Sisters of Our Lady of La Salette:
Our Purpose, History and Ministry
We are uniquely blessed with a founding event – the Apparition of the Blessed Virgin Mary at La Salette on September 19, 1946. Mary's compassionate presence at La Salette – her tears, words, gestures, symbols, and the social context – serve as a striking illustration and an urgent reminder of God's merciful love and compassion for his people and creation. She affirms that God is intimately present at the heart of our lives in conversation with us.
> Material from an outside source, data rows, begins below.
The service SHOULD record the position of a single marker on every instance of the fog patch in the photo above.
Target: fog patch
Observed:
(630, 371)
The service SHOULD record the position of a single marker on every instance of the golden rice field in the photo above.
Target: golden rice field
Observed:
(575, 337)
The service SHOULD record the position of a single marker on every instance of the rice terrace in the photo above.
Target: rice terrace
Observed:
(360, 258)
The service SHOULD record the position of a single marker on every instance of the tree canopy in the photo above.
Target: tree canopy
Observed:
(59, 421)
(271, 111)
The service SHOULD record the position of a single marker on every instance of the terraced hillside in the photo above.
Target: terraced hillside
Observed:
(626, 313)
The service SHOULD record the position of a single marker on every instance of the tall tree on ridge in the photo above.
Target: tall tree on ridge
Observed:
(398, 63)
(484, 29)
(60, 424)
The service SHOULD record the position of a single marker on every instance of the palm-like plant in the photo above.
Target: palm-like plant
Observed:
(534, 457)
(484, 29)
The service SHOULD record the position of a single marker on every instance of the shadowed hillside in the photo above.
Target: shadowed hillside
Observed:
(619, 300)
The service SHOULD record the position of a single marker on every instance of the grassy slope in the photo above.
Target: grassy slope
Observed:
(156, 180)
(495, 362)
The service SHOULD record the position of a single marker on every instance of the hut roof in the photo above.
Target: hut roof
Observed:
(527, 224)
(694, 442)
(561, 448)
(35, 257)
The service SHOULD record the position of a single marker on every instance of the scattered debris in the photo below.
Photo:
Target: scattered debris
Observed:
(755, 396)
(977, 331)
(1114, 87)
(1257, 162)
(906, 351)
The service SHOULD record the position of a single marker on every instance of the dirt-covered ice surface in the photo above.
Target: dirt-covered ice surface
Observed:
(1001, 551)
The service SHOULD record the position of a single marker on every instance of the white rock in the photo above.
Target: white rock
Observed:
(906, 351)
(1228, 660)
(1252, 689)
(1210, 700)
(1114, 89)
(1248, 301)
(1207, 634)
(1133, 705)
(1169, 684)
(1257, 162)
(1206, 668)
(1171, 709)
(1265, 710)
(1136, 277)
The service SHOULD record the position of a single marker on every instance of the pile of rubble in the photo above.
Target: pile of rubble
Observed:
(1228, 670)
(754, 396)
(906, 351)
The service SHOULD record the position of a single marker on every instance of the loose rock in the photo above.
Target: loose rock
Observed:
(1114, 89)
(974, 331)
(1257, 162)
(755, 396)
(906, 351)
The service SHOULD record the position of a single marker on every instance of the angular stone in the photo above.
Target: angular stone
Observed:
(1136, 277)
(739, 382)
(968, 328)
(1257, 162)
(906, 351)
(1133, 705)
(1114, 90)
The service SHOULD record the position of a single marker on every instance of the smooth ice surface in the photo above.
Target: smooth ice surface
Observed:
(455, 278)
She weeps because “her people” has so much need for conversion and she remains hopeful that they will return to the Source of Life, the God of infinite tenderness.
We, the Sisters of Our Lady of La Salette in the Philippines are women disciples of Christ, called to live and witness in word, deed and ritual in a creative and participatory way, to the realization of ecclesiastical communion, interfaith solidarity among peoples and deep ecological integrity as designed by Mary in Her Apparition at La Salette, who invites us to transcendence and the restoration of the dignity of persons and creation in a process of conversion from a life restrained by personal weakness and social injustice to the fullness of Life in Christ.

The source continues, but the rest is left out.